Quando alguém contemplasse a secura

com as garras cravadas nas beiras

não exigiria sinecuras e pirâmides

 

Ser a secura na beira do Nilo

 

 

 

 

 

*

 

Avistar um palmo

na frente

do nariz

uma idéia

infeliz

Ainda mais quando

ficamos sem idéias

nada a gente

já não diz

Está tão escuro

que a gente

só contradiz

Quando a gente

arregaça as mangas

e apalpa

não sente que está

espantando a garça

 

 

 

 

 

*

 

Somos os encarregados de impedir as trevas

Nunca anoitecer para não ter de esperar o sol

Se alguém do reino das trevas ameaçar uma árvore

ou preparar o barro da tinta negra

— acabar com o corte de derrubar a madeira

e com a escavação do saibro em gênese na noite

 

Nem a folha de jasmim

nem o olhar da criança

nem a barra do dia

Nada pode ser pintado de escuridão

 

As flores não mais cairão dos galhos

se os funerais todos foram cancelados

As heroínas assistirão a vitória definitiva

e desistirão todas de envelhecer

 

 

 

Salomão Sousa (Silvânia-GO, 19/09/52). Mudou-se para Brasília em 6 de janeiro de 1971. Jornalista do Poder Executivo, trabalha atualmente em assessoramento parlamentar pelo Ministério do Trabalho. Participou do movimento da Poesia Marginal, no final da década de 70, principalmente com Esbarros. Nessa época, assim se manifestava Jorge Amado sobre Salomão Sousa: "Um poeta de primeira ordem — original e humano, sensível e consciente. Poesia que não é cera, é chama". Organizou as antologias Em canto cerrado (de poesia) e Conto candango, com escritores de Brasília. Esta última está registrada como obra de abonação da Enciclopédia de literatura brasileira (1990), de Afrânio Coutinho, principalmente do verbete Literatura, Candanga. É um dos 47 poetas incluídos no número que a revista portuguesa Anto dedicou em 1998 à literatura brasileira em comemoração aos 500 anos da descoberta do Brasil. Participa da Antologia da nova poesia brasileira (1992), de Olga Savary; e dA poesia goiana do século XX, de Assis Brasil. Bibliografia: A moenda dos dias (Brasília-DF: Ed. Coordenada, 1979); A moenda dos dias/O susto de viver (Rio de Janeiro: Ed. Civilização Brasileira em co-edição com o INL, 1980); Falo (Brasília-DF: Ed. Thesaurus, 1986); Criação de lodo (Brasília-DF: edição do autor, 1993); Caderno de desapontamentos (Brasília-DF: edição do autor, 1994); Estoque de relâmpagos (Brasília-DF: Secretaria de Cultura do DF, 2002); Ruínas ao sol (Prêmio Goyáz de Poesia.
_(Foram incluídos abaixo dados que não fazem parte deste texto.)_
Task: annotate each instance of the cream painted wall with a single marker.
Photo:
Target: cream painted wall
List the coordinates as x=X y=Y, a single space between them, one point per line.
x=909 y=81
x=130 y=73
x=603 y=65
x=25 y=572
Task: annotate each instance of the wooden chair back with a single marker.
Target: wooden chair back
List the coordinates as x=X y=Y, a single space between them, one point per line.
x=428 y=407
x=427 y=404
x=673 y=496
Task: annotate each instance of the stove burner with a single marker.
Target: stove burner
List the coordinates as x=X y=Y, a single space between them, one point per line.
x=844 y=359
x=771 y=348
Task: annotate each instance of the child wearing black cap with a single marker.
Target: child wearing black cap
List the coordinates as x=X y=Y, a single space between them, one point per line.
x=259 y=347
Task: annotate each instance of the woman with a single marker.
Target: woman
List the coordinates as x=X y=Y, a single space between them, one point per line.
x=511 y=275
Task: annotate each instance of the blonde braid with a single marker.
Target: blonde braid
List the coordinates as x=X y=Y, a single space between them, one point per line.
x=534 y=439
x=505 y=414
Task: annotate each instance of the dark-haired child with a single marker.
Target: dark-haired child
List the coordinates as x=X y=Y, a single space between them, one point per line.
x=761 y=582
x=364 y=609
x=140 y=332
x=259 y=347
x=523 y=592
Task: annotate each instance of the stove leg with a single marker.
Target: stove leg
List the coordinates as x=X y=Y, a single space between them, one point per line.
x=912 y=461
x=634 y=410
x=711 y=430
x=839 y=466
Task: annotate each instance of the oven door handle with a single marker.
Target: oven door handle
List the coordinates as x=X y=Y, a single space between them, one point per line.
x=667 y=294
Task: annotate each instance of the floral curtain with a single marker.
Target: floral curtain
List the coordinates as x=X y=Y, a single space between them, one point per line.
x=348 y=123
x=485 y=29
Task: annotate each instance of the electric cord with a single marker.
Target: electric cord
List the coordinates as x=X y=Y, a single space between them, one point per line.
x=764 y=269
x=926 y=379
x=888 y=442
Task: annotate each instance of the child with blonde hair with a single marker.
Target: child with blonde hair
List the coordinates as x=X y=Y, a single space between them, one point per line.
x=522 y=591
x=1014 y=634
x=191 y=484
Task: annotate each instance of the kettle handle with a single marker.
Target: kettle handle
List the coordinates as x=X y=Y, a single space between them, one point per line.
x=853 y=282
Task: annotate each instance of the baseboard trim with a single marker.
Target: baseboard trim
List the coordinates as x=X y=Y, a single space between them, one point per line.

Rio de Janeiro: Editora 7Letras, 2006); Safra quebrada (Brasília-DF: Patrocínio do Fundo de Arte e Cultura, 2007). Editou o zine Chuço (premiado em Aracaju-SE). Tem crítica literária e poemas publicados em diversos jornais do país, tais como Suplemento Literário de Minas Gerais, O Popular e Correio Braziliense. Em 2001, ganhou o Prêmio Bolsa Brasília de Produção Literária da Secretaria de Cultura do Governo do Distrito Federal, com o livro Estoque de relâmpagos (poesia). Está organizando a antologia Alguns poetas de Brasília para a I Internacional de Brasília, que será realizada em setembro de 2008 pela Biblioteca Nacional de Brasília.